An album that put Katatonia on the map as brilliant innovators and visionaries hardly needs introduction. Jonas Renkse (drums, clean vocals) and Anders Nyström (guitars) both felt that they needed to take Katatonia’s sound beyond ordinary, by their standards, and launch their careers with one truly classic album. For the rest of us, 1993’s “Dance of December Soul” has already achieved top marks and was pretty much hailed as a masterpiece doom record by everyone. Nystrom who was only seventeen at the time definitely helped create some of the most brilliant, improvised and spontaneous doom riffs going around.
Brave Murder Day is a shorter than normal album and seems to be revolving around main groove riffs, hence was quicker to come up with (mere two weeks in the studio), but even so the band managed to capture the essence of melancholy state as the music introduces those trademark depressive yet brilliantly unique licks and mid paced riffing the band is now known for… and it works! This of course would not be any bit satisfactory without Mikael Akerfeldt of Opeth guest appearing on vocals (growl) making this one of his tremendously more powerful vocal performances to date as is evident on all but one track. This means that Renkse did indeed sing (clean vocals) on track ‘Day’ by himself and although the song has an eerie feel to it (after 2 minutes onwards) it fails to impress as it is too mellow and wimpy sounding to hold any longevity of remembrance as far as this reviewer is concerned. ‘Dance of December Souls’ vocal magic was nowhere near felt nor seen.
Track ‘12’ has more of typical death metal riffs, killer harmonies and double kicking suggesting ‘what could have been’ had Katatonia pursued this direction with their later releases, unfortunately for most of us that scenario was short lived.

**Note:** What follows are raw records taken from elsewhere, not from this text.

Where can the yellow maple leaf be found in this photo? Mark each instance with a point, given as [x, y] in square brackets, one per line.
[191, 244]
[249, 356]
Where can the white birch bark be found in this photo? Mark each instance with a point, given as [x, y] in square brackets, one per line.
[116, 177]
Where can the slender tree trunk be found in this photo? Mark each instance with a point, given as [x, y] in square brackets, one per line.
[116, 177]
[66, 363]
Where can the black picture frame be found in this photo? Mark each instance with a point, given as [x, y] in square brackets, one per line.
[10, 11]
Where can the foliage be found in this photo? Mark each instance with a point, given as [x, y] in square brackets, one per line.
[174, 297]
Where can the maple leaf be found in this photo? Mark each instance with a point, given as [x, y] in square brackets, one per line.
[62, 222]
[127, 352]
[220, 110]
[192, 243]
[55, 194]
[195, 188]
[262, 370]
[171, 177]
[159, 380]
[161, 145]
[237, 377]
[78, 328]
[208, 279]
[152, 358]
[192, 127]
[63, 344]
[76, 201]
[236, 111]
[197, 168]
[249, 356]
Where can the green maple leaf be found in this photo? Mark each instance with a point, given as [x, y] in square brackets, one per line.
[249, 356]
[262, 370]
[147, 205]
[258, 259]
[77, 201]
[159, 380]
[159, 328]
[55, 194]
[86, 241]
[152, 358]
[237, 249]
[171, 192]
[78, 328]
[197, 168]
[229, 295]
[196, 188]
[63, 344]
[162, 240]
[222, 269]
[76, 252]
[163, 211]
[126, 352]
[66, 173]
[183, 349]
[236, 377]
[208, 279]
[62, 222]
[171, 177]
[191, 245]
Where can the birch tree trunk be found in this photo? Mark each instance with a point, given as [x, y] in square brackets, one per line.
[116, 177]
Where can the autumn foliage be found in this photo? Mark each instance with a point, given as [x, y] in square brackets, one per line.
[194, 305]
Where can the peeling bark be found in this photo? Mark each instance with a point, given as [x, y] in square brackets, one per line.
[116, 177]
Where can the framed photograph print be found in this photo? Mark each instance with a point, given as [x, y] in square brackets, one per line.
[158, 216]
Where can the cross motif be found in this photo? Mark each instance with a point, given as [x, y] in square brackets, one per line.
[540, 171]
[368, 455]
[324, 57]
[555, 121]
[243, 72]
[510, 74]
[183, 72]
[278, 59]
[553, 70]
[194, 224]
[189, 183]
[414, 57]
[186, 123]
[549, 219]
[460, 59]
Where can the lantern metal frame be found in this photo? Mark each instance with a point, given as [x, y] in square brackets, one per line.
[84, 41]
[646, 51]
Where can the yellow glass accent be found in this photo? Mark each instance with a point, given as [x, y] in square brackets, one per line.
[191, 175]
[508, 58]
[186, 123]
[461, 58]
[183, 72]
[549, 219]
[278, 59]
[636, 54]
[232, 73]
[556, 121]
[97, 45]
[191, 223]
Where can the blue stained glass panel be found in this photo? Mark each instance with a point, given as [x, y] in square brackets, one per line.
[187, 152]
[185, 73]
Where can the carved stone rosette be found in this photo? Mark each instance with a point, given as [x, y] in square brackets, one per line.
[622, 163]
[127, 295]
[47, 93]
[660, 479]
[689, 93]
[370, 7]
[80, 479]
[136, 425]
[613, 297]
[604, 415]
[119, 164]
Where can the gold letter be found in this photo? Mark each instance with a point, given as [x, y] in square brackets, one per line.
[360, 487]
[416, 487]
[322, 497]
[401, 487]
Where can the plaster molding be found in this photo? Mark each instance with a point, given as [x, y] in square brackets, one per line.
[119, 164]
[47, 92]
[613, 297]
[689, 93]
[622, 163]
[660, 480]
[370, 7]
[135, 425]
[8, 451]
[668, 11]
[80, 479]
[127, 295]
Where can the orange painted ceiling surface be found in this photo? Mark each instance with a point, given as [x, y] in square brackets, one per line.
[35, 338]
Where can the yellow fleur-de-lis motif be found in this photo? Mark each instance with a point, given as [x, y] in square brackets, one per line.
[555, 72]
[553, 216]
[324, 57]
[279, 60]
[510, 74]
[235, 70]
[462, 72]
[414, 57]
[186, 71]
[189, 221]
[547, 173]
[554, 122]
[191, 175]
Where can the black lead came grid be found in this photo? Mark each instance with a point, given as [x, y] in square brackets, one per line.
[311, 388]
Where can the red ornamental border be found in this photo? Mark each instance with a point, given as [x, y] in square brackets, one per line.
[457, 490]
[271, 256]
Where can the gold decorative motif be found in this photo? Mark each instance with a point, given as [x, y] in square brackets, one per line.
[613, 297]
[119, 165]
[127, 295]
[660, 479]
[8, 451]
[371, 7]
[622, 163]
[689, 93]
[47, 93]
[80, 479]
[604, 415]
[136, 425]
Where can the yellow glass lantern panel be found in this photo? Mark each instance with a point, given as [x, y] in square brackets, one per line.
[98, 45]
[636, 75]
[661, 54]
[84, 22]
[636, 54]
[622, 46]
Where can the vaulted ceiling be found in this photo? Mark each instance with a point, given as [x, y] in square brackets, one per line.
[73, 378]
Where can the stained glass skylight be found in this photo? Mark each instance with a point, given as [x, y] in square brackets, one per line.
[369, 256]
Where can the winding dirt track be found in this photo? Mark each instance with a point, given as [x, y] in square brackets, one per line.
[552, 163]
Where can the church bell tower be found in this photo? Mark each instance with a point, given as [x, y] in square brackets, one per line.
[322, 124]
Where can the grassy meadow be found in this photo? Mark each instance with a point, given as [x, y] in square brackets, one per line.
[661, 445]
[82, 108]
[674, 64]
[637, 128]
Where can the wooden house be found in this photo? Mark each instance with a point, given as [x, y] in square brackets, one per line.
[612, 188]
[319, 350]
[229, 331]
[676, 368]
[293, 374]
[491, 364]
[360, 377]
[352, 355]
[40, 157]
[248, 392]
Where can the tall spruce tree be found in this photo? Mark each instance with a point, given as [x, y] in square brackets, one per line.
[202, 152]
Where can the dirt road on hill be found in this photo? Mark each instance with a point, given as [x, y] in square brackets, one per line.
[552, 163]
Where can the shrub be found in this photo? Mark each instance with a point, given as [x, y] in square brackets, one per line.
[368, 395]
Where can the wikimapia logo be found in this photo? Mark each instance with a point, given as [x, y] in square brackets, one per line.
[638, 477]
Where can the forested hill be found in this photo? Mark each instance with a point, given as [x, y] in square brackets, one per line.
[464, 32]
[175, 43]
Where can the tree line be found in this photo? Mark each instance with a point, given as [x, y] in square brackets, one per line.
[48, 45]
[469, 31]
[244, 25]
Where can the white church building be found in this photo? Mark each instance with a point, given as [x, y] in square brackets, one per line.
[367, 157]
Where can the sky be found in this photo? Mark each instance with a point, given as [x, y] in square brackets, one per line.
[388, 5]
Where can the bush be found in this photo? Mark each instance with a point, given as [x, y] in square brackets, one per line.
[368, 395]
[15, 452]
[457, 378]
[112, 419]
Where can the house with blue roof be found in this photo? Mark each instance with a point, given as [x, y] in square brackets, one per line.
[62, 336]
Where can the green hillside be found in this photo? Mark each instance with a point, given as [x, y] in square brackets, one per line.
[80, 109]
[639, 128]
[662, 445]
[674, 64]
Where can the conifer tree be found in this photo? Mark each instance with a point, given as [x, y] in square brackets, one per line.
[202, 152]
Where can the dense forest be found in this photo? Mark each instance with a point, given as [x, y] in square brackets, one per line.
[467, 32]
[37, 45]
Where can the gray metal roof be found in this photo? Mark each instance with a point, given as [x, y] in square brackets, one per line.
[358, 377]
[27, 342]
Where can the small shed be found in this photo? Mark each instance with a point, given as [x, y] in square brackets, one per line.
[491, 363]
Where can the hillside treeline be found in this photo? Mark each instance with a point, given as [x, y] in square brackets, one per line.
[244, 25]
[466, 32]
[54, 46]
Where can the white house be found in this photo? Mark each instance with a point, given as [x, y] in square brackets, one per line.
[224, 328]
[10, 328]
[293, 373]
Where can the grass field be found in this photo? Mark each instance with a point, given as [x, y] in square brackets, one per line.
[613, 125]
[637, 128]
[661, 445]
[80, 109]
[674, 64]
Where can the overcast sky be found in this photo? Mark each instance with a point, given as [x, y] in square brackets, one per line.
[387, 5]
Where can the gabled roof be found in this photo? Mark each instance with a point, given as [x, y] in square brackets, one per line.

This track has some clever guitar work, acoustic and otherwise, almost taunting vocal expressions and above all well thought out lyrical content:
“Black theatre of love
Violet dances cast their blood
The moon gave me flowers
For funerals to come”
Interestingly enough, the song ‘Endtime’ utilizes samples, featuring a short dialogue clip from the Stanley Kubrick film ‘The Shining’ during the latter half of the song's lengthy atmospheric intro. Here Renkse helps Akerfeldt with vocal duties as Nyström and Norrman deliver some haunting melodies, throughout the album no less.
The 2006 remastered version of this album comes with three bonus tracks normally found on 1997’s Sounds of Decay EP and one slight difference... you can actually understand Mikael’s singing on these bonus tracks (second and final guest appearance), something that wasn’t the case with Brave Murder Day songs. The sound production is also by far more superior to the original 1996 release (which was never mastered), and it comes with liner notes which give lengthy insight during album pre-production time. I would strongly urge any doom metal fan (even if you follow the goth scene), as would an Opeth fan, to get your hands on the remastered version if you haven’t already done so.
Personally I was more than impressed with Mikael’s performance and the fact that the album was engineered by Dan Swano (Marduk, Dark Funeral, Dissection), so that’s an added appreciation.